終了時、調律師さんの時間が許すようでしたら、お茶を出して差し上げると丁寧です(お茶をピアノの上に置くことは絶対に避けましょう)。

調律後の試し弾き、何をチェックすればいい?

調律が完成した時、「(ピアノを)チェックしてください」と言われることがあります。

この時は、ピッチ、タッチ、音色など弾き心地に違和感がないかを、楽器の持ち主がチェックするわけです。正直、何をどうチェックしたらいいの?と戸惑うかもしれません。

確認として、両手オクターブで下から半音ずつ弾いていくという方法があります。ユニゾンで弾くと、ピッチのずれは一目瞭然で確認しやすいです。それで違和感なければ、おおよそ問題なしだと思います。

タッチや音色にこだわる人は、自分のレパートリーを弾いて試すのもいいでしょう。ただし、楽曲を弾くことは、全ての鍵盤を使うわけではないので、ピッチの違和感に関してチェックすることは難しいかもしれません。やはり「両手オクターブ」で、チェックすることをお勧めします。

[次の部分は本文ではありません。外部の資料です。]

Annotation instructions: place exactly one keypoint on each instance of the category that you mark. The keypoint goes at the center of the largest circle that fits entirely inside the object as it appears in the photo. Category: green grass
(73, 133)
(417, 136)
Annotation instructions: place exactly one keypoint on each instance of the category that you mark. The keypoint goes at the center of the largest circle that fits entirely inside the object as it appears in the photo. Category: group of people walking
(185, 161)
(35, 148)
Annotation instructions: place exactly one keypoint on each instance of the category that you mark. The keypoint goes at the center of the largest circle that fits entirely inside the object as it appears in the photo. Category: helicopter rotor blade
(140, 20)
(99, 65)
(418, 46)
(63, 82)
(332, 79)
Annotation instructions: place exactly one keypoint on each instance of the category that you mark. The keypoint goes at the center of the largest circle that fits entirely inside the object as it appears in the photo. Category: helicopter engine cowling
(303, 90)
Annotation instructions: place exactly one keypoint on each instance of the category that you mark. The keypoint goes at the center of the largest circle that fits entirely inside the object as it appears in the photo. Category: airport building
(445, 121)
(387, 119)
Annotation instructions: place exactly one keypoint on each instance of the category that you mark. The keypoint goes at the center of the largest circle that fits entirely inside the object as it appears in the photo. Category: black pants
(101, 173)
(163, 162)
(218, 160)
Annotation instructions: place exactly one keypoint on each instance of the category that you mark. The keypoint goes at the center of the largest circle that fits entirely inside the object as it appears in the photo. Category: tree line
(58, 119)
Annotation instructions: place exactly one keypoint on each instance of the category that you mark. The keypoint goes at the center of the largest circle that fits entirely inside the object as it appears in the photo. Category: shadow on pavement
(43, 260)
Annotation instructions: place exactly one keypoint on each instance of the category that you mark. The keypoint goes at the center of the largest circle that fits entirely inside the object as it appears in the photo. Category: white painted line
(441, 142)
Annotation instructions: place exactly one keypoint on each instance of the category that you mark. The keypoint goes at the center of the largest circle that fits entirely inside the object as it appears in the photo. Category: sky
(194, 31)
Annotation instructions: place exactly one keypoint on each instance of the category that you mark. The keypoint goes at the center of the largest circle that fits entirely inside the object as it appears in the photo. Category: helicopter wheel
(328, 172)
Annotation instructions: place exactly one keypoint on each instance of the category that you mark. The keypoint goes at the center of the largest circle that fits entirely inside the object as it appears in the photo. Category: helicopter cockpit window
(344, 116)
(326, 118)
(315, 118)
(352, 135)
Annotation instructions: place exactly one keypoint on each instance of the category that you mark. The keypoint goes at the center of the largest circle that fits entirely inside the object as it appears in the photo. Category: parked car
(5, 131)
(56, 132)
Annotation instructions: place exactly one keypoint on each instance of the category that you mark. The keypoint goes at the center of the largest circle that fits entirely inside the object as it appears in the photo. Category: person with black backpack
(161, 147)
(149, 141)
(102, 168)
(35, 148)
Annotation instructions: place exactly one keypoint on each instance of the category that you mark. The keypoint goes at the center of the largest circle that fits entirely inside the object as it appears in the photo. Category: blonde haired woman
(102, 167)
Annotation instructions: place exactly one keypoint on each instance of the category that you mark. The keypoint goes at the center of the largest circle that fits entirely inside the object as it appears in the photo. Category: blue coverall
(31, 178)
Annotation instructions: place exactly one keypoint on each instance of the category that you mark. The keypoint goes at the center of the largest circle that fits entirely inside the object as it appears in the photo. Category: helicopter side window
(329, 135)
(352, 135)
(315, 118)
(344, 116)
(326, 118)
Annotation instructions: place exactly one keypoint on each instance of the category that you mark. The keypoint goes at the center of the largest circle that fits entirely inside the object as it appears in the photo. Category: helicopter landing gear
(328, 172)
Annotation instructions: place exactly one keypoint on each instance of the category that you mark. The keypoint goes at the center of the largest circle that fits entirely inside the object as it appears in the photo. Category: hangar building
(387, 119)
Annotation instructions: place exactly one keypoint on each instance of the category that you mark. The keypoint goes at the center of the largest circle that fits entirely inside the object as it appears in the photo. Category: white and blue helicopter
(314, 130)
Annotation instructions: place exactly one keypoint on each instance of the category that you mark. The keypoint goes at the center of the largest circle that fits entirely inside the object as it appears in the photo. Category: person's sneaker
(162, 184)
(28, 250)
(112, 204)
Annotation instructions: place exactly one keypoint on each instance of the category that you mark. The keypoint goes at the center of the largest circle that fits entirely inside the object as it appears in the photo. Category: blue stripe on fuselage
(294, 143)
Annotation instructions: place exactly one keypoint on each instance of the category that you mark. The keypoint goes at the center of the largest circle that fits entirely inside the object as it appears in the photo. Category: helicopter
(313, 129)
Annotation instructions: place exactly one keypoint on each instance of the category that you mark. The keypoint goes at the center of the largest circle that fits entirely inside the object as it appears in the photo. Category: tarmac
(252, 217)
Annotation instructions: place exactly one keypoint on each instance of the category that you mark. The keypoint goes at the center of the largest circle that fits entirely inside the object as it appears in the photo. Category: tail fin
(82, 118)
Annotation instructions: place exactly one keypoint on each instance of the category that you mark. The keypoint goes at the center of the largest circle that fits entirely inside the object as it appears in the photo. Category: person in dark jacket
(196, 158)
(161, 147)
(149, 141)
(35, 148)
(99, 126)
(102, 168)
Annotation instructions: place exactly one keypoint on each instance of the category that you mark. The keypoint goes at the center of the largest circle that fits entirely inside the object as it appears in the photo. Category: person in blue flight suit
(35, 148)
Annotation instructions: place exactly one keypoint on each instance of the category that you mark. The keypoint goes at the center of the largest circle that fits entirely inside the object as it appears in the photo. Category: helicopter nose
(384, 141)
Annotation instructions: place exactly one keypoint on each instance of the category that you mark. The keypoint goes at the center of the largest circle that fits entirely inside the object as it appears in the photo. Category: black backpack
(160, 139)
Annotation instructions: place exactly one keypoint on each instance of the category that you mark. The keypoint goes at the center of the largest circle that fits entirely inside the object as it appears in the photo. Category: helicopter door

※ユニゾン・・・複数人でひとつの旋律を歌うこと。楽器演奏では、複数の楽器で同じ音との旋律を演奏することを言う。ピアノでは、同じ音を異なるオクターブで同時に弾くこと。

まとめ:ピアノの調律は何のため?

ここまで、ピアノの調律をする必要性についてお伝えしました。調律とは、ひと言でいえば、ピアノのチューニングでもあり、健康チェックのようなものです。

日々の温度・湿度などの変化や演奏などにより、ピアノは少しずつ音程が狂ってきますし、楽器の中の状態も変化していきます。

音程や修理が必要なところを放置しておくと、不具合が起こることもあり、定期的な調律が必要となります。一般家庭では平均で年に1度がお勧めです。

本来ピアノは、長く演奏できる楽器です。専門家によるお手入れを定期的にして、より寿命を長くしてあげてください。

あなたのピアノライフが充実したものになりますように。最後まで読んでいただき、ありがとうございました。